La sensibilità di G. per l’opera comica di M. è confermata dall’accusa che egli muove a Giovambattista Gelli di essersi appropriato del testo di M. nella stesura della sua Sporta (1543; cfr. A. Grazzini, Le rime burlesche edite e inedite, a cura di C. Verzone, 1882, pp. 24 e 96, rime XXIV e CXIX). Frammenti di una commedia del Segretario sul modello della plautina Aulularia sarebbero pervenuti nelle mani di Gelli che li avrebbe adattati per la pubblicazione dell’opera a suo nome. La notizia è confermata dal nipote di M., Giuliano de’ Ricci, nel Priorista. Infine, rapporti tra G. e M. si danno anche sul piano editoriale, giacché allo sfortunato accademico fiorentino si deve la pubblicazione dei canti carnascialeschi, sei dei quali opera di M. (→ Rime sparse). Nel 1561 G. riesce finalmente a stampare presso l’editore mediceo Lorenzo Torrentino Tutti i trionfi, carri, masche[r]ate o canti carnascialeschi andati per Firenze dal tempo del magnifico Lorenzo il vecchio de’ Medici infino a questo anno presente 1559, dopo vicissitudini editoriali dovute all’opposizione di Paolo dell’Ottonaio, che lamentava errori nella versione dei canti del fratello Giovan Battista. La stampa presenta, sotto il nome di M., i seguenti testi: Canto di diavoli, Canto d’amanti disperati e di dame, Canto degli spirti beati, Canto di romiti del diluvio, Canto d’huomini che vendon pine.

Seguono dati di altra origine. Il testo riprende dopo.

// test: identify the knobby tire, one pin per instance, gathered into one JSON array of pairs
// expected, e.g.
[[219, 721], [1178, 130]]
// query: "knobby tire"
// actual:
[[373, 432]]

Bibliografia: Le rime burlesche edite e inedite, a cura di C. Verzone, Firenze 1882; Teatro, a cura di G. Grazzini, Bari 1953; Opere, a cura di G. Davico Bonino, Torino 1974; Le cene, a cura di R. Bruscagli, Roma 1976.
Per gli studi critici si vedano: C. Arlia, Una farsa del Lasca attribuita al Machiavelli, «Il bibliofilo», 1886, 7, pp. 74-75; G. Gentile, Delle commedie di Antonfrancesco Grazzini detto il Lasca, Pisa 1896; R.J. Rodini, Antonfrancesco Grazzini poet, dramatist and novelliere. 1503-1584, Madison-Milwaukee-London 1970; C. Spalanca, Anton Francesco Grazzini e la cultura del suo tempo, Palermo 1981; G. Inglese, Mandragola di Niccolò Machiavelli, in Letteratura italiana. Le opere, diretta da A. Asor Rosa, 1° vol., Torino 1992, pp. 1009-31 (ora in Id., Per Machiavelli. L’arte dello stato, la cognizione delle storie, Roma 2006, pp. 157-74); R. Trovato, Anton Francesco Grazzini. Un commediografo fra tradizione e modernità, Genova 1996; F. Pignatti, Grazzini Antonfrancesco, in Dizionario biografico degli Italiani, Istituto della Enciclopedia Italiana, 59° vol., Roma 2002, ad vocem; M. Plaisance, Antonfrancesco Grazzini dit Lasca, Roma 2005; Il teatro di Machiavelli, a cura di G. Barbarisi, A.M. Cabrini, Milano 2005 (in partic. M.C. Figorilli, La presenza del teatro di Machiavelli in alcune commedie degli anni Trenta e Cinquanta del Cinquecento, pp. 501-25; E. Cutinelli-Rendina, Sulla costituzione del corpus teatrale di Machiavelli, pp. 549-68); G. Barberi Squarotti, Struttura e tecnica delle novelle del Grazzini, in Id., La letteratura instabile, Treviso 2006, pp. 241-59.